Néanmoins, les dirigeants de l’UEFA font preuve d’une curieuse indulgence à l’égard du club du Pirée comparé au traitement réservé au Fener. Une curiosité titillée par l’identité du numéro trois dans la hiérarchie de la Fédération européenne, Théodoros Théodoridis, secrétaire général adjoint de l’organisation. Celui-ci n'est autre que le fils de Savvas Theodoridis, vice-président de l’Olympiakos, présent au côté de Marinakis lorsque celui-ci s’est présenté au tribunal pour son audition.
Si les liens du sang ne constituent pas un méfait, la manière par laquelle l’UEFA a autorisé l’équipe grecque à disputer les compétitions européennes laisse songeur. Ainsi, l’organisation a jugé licite la participation du club en Ligue des champions le 17 juin, c’est-à-dire la veille du passage de Vangelis Marinakis devant les enquêteurs et son interdiction d’exercer toute activité liées au football. De plus, comment expliquer le deux poids, deux mesures au regard du cas Fenerbahce? L’UEFA affirme que les enquêtes n’en sont pas aux mêmes stades, qu’il faut respecter la présomption d’innocence et que personne n’a pour l’instant été condamné. Cela était pourtant également le cas pour Fenerbahce, qui n’a pas profité à l’époque de ces précautions, étant exclu des compétitions européennes avant toute condamnation.

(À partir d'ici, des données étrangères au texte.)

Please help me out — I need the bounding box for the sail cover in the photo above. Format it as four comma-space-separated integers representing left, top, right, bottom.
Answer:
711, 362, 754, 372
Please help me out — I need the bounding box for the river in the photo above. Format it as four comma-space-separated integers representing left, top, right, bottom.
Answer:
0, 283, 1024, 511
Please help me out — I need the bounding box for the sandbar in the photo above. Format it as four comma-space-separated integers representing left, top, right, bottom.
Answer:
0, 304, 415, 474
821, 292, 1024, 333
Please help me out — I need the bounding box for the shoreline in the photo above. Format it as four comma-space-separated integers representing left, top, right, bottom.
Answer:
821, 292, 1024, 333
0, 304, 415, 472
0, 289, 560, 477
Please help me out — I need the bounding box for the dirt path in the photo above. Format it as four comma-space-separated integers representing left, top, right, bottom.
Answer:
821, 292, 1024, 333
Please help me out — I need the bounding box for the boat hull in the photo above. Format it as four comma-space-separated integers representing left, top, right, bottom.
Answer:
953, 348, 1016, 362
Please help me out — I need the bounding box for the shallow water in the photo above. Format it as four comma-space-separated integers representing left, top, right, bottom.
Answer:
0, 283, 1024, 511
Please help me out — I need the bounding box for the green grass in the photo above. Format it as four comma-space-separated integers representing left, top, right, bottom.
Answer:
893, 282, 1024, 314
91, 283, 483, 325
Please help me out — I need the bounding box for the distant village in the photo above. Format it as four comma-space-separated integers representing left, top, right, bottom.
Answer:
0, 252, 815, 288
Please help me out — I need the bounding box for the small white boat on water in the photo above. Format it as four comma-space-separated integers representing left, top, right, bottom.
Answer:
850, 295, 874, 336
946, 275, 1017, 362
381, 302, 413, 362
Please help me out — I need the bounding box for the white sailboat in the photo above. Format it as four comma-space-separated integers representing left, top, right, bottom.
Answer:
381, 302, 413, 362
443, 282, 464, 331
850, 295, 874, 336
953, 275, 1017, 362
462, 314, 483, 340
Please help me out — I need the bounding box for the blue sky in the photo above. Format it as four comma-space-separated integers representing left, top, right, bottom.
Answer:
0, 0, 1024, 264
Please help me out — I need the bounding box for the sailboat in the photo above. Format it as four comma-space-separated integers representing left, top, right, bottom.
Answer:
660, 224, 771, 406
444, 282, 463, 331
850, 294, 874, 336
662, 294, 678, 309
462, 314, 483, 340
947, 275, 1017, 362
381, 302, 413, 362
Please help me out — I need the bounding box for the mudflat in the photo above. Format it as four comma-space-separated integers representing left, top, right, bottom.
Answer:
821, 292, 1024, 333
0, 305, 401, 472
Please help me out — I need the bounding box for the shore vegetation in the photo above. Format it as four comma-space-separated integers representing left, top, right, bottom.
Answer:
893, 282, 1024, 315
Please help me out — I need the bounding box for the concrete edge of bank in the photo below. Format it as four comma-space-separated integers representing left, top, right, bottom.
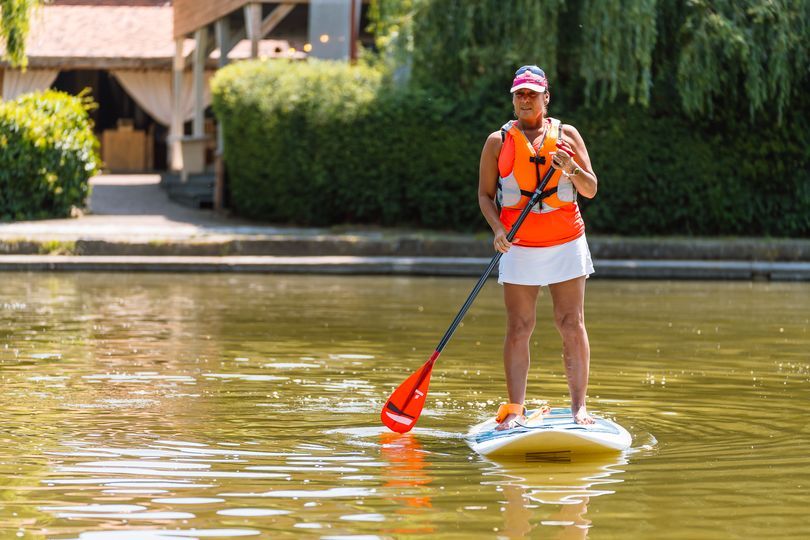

Suite à cette décision, le Panathinaikos a décidé de porter l’affaire devant le Tribunal arbitral du Sport de Lausanne, déclenchant les foudres de l’UEFA, mécontente d’être ainsi contestée. Si le tribunal a finalement rejeté l’appel du Pana, cette décision ne porte pas sur le fond de l’affaire et les charges qui pèsent sur le club du Pirée. L’UEFA, qui se veut transparente et intraitable en matière de corruption, s’est bien gardée d’invoquer devant le TAS les multiples accusations, et a basé sa défense sur l’inexistence d’un droit à faire appel de ses décisions pour le Panathinaikos – donnant ainsi priorité à son autorité sur la probité des participants à ses compétitions.
Théodoros Theodoridis est responsable des relations internationales à la Fédération européenne, il sert d’intermédiaire entre les fédérations nationales et Michel Platini, et s’assure ainsi des bonnes relations de ce dernier avec les votants. Il joue donc un rôle clé dans les réélections du président de l’UEFA, désormais candidat à la tête de la FIFA. Michel Platini, invité au mariage de Théodoridis à Mykonos en 2013, arécemment déclaré que chaque membre du personnel de l’UEFA était supporter d’une équipe, et que cela ne constituait pas une cause de culpabilité. Il a néanmoins occulté le fait qu’une discussion entre Théodoros Theoridis et le principal accusé, Vangelis Marinakis, figure parmi les enregistrements des services de renseignements, attestant ainsi des liens étroits entre les deux individus et justifiant les soupçons d’un possible conflit d’intérêts.
Dans une course à la présidence de la FIFA où l’enjeu principal sera la moralisation de l’instance, cette question grecque pose question et risque d’être soulevée par les adversaires.